For the first time, the new law will require the city to "promote national security education in schools and universities and through social organizations, the media, the internet and other means to raise the awareness of Hong Kong residents of national security and of the obligation to abide by the law." It is expected to help correct the idea that Hong Kong is a "stateless nation," an idea that will bring almost no benefit when finding a proper position in a rapidly changing era.
The law is not omnipotent
However important the national security law is in reshaping a stable social environment for Hong Kong, it provides no more than a basic premise for the city's future development. Whether Hong Kong can reverse the trend of being stuck in economic stagnation or even recession and remain relevant in regional or global development, to a large extent, depends on how swift it can be and how much momentum or courage it has in carrying out social and economic reforms to adapt itself to the changing world.
The problems that have hindered Hong Kong's development cannot be solved in one fell swoop. Here are some major aspects for the city to focus upon in the new national-security-law era so that the window of opportunity won't be missed again in the coming decades:
More smooth integration with the Chinese mainland growth plans
Economically, Hong Kong may be affected in the short term as the United States, its second largest trading partner, eliminated the city's special customs status. According to Nicholas Lardy, an expert on the Chinese economy from the Peterson Institute for International Economics, only one percent of the 45 billion U.S. dollars of goods exported to the States from Hong Kong is actually produced in the city and is eligible for low tariff rates. It means that the impact of Washington's move on the city is limited.
More importantly, Hong Kong needs to cast its gaze northward on the Chinese mainland as the latter has proven its vitality and resilience time and time again, even when the region or the whole world was entangled in such mires as the 1997 Asian financial crisis, the 2008 subprime crisis and the ongoing coronavirus pandemic.
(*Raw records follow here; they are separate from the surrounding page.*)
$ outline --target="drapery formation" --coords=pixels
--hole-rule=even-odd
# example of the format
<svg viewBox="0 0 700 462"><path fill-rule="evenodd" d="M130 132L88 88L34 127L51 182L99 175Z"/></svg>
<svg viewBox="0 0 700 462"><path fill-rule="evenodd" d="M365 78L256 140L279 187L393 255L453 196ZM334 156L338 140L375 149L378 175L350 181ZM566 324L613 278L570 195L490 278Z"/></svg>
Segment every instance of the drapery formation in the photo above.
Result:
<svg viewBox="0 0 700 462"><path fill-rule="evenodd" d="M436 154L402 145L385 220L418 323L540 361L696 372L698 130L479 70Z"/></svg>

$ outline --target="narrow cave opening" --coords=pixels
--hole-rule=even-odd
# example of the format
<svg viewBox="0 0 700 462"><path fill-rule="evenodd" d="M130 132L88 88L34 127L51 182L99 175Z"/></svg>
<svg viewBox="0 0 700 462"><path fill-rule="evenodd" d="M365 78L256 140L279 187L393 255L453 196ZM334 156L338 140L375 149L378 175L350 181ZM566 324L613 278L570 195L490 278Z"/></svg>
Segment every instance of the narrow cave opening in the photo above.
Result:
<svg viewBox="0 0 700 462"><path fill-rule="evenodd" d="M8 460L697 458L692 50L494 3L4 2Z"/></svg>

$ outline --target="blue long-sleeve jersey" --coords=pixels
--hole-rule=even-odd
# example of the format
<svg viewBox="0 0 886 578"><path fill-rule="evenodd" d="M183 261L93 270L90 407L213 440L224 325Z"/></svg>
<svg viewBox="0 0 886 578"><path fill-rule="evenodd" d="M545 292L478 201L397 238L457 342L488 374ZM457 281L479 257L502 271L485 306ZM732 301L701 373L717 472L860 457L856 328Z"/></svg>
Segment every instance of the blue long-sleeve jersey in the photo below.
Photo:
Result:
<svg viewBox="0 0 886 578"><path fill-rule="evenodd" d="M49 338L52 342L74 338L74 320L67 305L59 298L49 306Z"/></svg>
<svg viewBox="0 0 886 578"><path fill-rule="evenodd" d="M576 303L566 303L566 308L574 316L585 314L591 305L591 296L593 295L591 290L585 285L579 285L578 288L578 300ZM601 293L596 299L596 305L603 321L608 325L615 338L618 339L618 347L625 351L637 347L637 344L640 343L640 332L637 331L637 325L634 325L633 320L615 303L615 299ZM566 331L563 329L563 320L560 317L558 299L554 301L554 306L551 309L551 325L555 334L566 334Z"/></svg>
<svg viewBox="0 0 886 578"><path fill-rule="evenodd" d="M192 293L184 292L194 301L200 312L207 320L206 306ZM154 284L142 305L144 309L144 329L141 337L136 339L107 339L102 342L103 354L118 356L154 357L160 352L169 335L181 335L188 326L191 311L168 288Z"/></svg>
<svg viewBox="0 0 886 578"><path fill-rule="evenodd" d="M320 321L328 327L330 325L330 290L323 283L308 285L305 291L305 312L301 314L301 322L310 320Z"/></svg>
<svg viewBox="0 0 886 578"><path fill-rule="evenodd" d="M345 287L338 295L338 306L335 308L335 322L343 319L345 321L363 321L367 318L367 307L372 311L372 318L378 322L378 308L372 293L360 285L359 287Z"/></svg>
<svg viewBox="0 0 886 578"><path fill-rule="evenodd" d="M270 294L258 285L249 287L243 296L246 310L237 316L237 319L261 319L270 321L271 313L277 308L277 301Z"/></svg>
In its latest World Economic Outlook Update issued a week ago, the International Monetary Fund (IMF) predicted that the Chinese mainland's economy will grow by one percent this year—better than other major economies, such as the United States and the European Union, which are projected to shrink by eight percent and over ten percent, respectively.
The IMF also predicts that the economic growth of the Chinese mainland will surpass eight percent in 2021, the highest growth of any country. The Financial Times reported on Sunday that the Chinese mainland has leapfrogged Britain and France to become the world's fifth-largest fund hub. The sharp-nosed fund managers won't make a move for nothing.
Only through actively integrating its growth strategy into the regional development plans the central government has come up with, such as the Greater Bay Area Plan and the Belt and Road Initiative, can the city realize a more steady and efficient growth aboard the mother ship.